Anne war schockiert. Sie beeilte sich so schnell wie möglich von hier weg zukommen.
Das war gemein. Aber vielleicht hatten sie auch Recht.
Das Gespräch tat seine Wirkung. Annes Stimmung sank auf den Nullpunkt. Nach dem Unterricht fuhr sie sich so schnell wie möglich nachhause. Ihre alte Verfassung war zurückgekehrt. Da läutete das Telefon. Annes Tante nahm den Hörer ab.
"Hallo? Ja natürlich, sie ist hier. Einen Moment bitte." Annes Herz klopfte bis zum Hals. "Das ist Julia", dachte sie und hörte auch schon wie die Tante nach ihr rief.
Anne konnte ihre Freude kaum verbergen als sie Julias Stimme hörte. Sofort erzählte sie ihr was sie heute gehört hatte. Julia konnte darüber nur lachen.
"Lass sie doch reden", riet sie der Freundin. "Wir zwei wissen es besser." Die Mädchen telefonierten eine geschlagene Stunde miteinander. Die Tante wunderte sich, dass man so viel reden konnte. Es war ja erst zwei Tage her seit Julia wieder zuhause war.
Aber es war gut so. Julia war ein nettes Mädchen und tat Anne gut. Seit der Bekanntschaft mit ihr, war Anne so richtig aufgeblüht.
Nun, die Ferien waren vorbei und das normale Leben hielt wieder Einzug.
Die Mädchen telefonierten regelmäßig miteinander und ansonsten schrieben sie sich Briefe.
Die paar Wochen bis zu den Herbstferien vergingen doch recht schnell.
Julia hielt das Versprechen das sie Anne gegeben hatte. Am Weiher, wo ihre Freundschaft begann, wollten sie sich wieder treffen.

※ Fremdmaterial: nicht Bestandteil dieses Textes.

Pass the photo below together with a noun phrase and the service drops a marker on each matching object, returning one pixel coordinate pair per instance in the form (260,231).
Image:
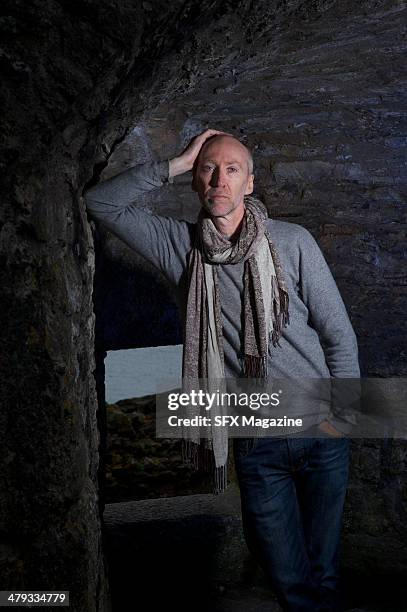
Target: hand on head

Anne war viel zu aufgeregt als dass sie noch länger hätte warten können. Ganz früh war sie zum Weiher gefahren und wartete. Und als hätte sie es gewusst, strahlte die Sonne an diesem Herbstmorgen mit dem Mädchen um die Wette.
Ungeduldig fuhr sie am Ufer auf und ab. Immer wieder schaute sie den schmalen Feldweg entlang der zum Weiher führte.
Endlich. Mit leichtem schnellem Schritt kam Julia auf sie zugelaufen und breitete ihre Arme aus. Die Wiedersehensfreude kannte keine Grenzen.
Die Mädchen umarmten und herzten sich, als wäre inzwischen ein ganzes Jahr vergangen.
 
Die kommenden zwei Wochen gehörten Ihnen. Gewiss, die Zeit war kurz. Aber lange genug um einiges in Ordnung zu bringen.
Am meisten störte Julia die Sache mit den anderen Mädchen. Sie ließ Anne wissen, wie sie darüber dachte und was sie vorhatte. Anne willigte schließlich ein. Ein Versuch war es wert.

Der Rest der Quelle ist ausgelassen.